Wednesday, January 21, 2009

There's Multimedia, and Then There's Multimedia

First off, I found out the hard way that when different people keep reminding me of the same thing I should probably take note. Saul wanted to visit Museum Machon Ayalon, a.k.a. the bullet factory. I couldn’t find information about it in our guide book (Frommer’s – not recommended), so I had to ask several people about it. Only the tour guide who took us through the Golan was able to connect us directly, but every other person I talked to made sure to point out it was in Rehovot. Stupidly, I assumed Rehovot was simply an adjunct of Tel Aviv. Kind of the way Santa Monica is a mere hop from West Lost Angeles. Well, I knew I was in trouble when I called to ask which bus line to take and the train was suggested. We ended up driving, though we missed the movie at the beginning of the tour.

But as a tour experience, MMA was phenomenal. MMA presents the story of the kibbutz that operated a bullet factory underground (literally and politically) at the actual site. So visitors descend into the factory, walk through it, and learn how the operation was both critical to the fight for independence and hidden successfully until the creation of the state. Being able to tell the story on the actual site, with the actual equipment, makes MMA’s impact memorable.

As we toured it, I thought MMA was multi-media. The guide was able to turn on a recording of sounds relating to the story of the hidden factory. He pushed a button and the kibbutz laundry machine shifted on the floor to reveal the entrance to the basement. Once we were downstairs, he ran the bullet-making machines for a moment, and even was able to demonstrate the flashing lights used to warn the illegal manufacturers of danger up above.
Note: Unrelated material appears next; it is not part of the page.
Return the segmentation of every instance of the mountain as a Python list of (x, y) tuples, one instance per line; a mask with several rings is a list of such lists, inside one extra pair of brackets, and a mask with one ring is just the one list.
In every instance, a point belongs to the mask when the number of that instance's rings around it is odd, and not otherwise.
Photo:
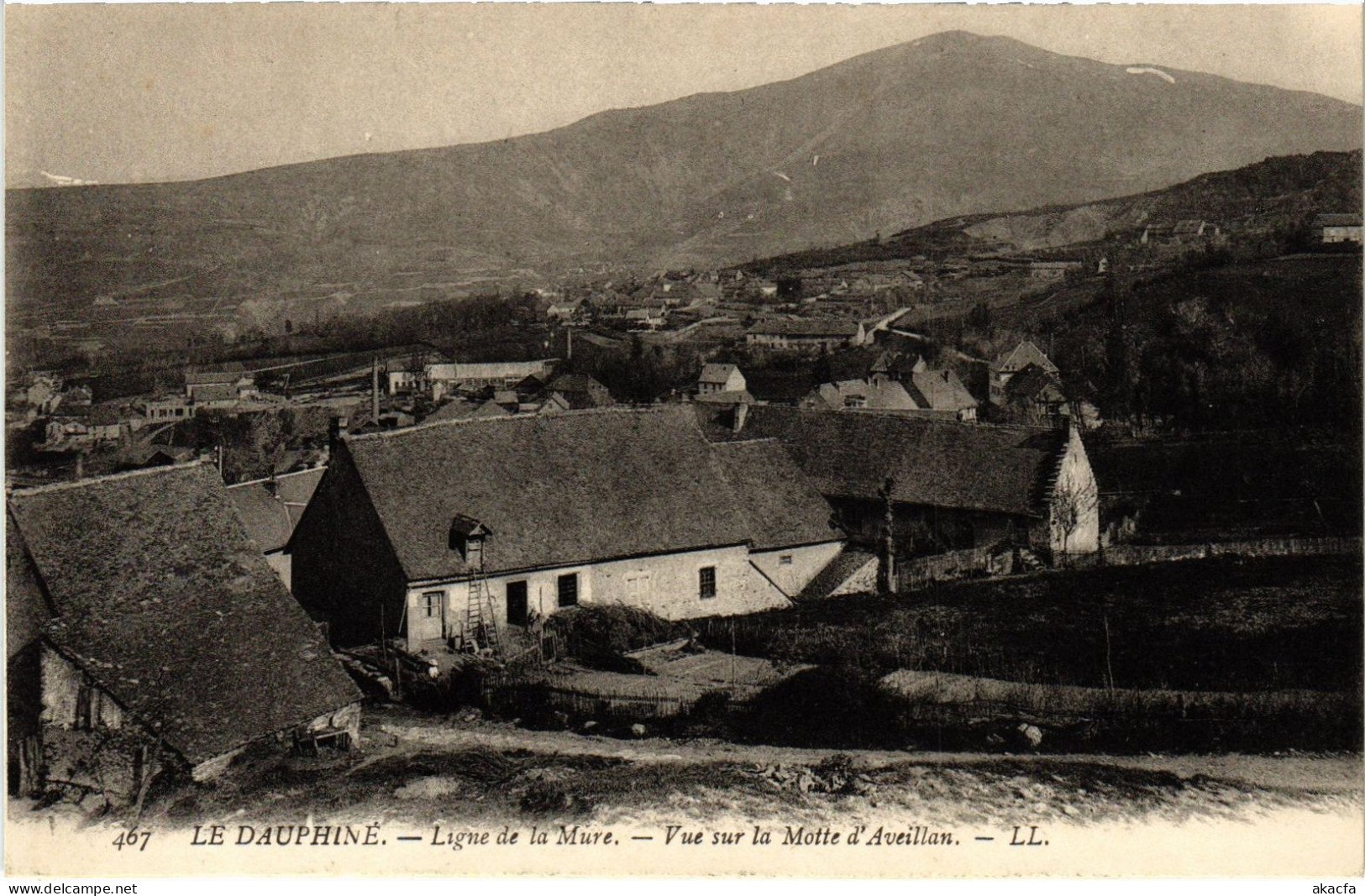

But I didn’t know what multimedia was until we motored from there back to Tel Aviv – MMA is in Rehovot, you know. We had a noon appointment for the HaPalmach Museum tour. That museum used virtually every technique imaginable to dramatize and retell the story of the HaPalmach, one of the largest illegal, pre-state militias. A video re-creation tracked the life of a single unit, about 12 young adults, from their initiation and training to the reunion of the surviving members 1 year after the death of one of their comrades. This re-creation was told through several chapters, with each room of the Museum unspooling another installment.

Each of the Museum’s rooms are themselves movie sets. Visitors stand before a re-creation of the Allenby Bridge for the retelling of the story of the HaPalmach’s attacks on 11 bridges. At the appropriate moment lights flashed, a bomb exploded, and the bridge collapsed before us. In another room we found ourselves in the hold of a ship running illegal immigrants to Palestine. That chapter included the ship’s captain in the form of a talking mannequin. In each room, rear-projection screens alternated between showing the next chapter of our Palmach re-creation and archival footage. The piece de resistance was the final room, where the full-fledged war unfolded on three screens. Visitors sat on imitation rocks. The re-creation and archival films interacted. And life-sized diorama pieces slid in and out of view behind a scrim. Actually, the visitors were the ones doing the sliding; the room actually rotated one way or the other to view different set pieces.

Interestingly, though the experiences were dramatically different, I had great compassion for the tour guides in both museums. At MMA, the tour guide had to work with a very boisterous group: 3 American families touring together, including several rambunctious young kids and crying babies in each family and a smug Dad or two. At the end of the tour he talked about the history of the bullet factory site. It is now operated by an organization committed to education, and his good-natured sufferance of our group suggested he meant what he said. At HaPalmach, the tour guide’s only job was to guide us from room to room. Each room was dark before we entered and the lights fell, automatically, after we left. So a safety escort was mandatory. Other than that, the electronic pyrotechnics did the work. Our escort was dressed in all black, seemingly to further help her disappear.

I often wonder how the tour guides at the L.A. Museum of the Holocaust sustain the energy to retell the same story many times over. But at least one remains involved with and committed to the visitors’ experiences on each tour, no matter how many times it is given. When so much hardware has been invested in telling a story, such as at the HaPalmach museum, it does not leave much room for innovation or revision.

I wondered how the museum brings in repeat visitors. But maybe there are enough visitors who only come through once, i.e., tourists such as me and Saul. A young unit of new Israeli recruits made up most of our tour; I presume visiting the HaPalmach Museum is part of their preparation. The HaPalmach Museum is probably one of the most intense museum experiences I ever had. I felt rung out at the end. Israel’s leaders for much of its first 60 years include those who were not only there at the founding but literally fought for it and built if with their bare hands.

This museum helped me understand how that historical knowledge impacted the decisions those political leaders have made over the years. For example, when I think about what it might be like to lead LAMH after the construction is over, I realize I will know literally where every nut and conduit is laid in the place. That intimacy will confer its own power and credibility. And if this applies to my experience of building a Museum, think of how it would apply moreso to the collective experience of building and leading a nation.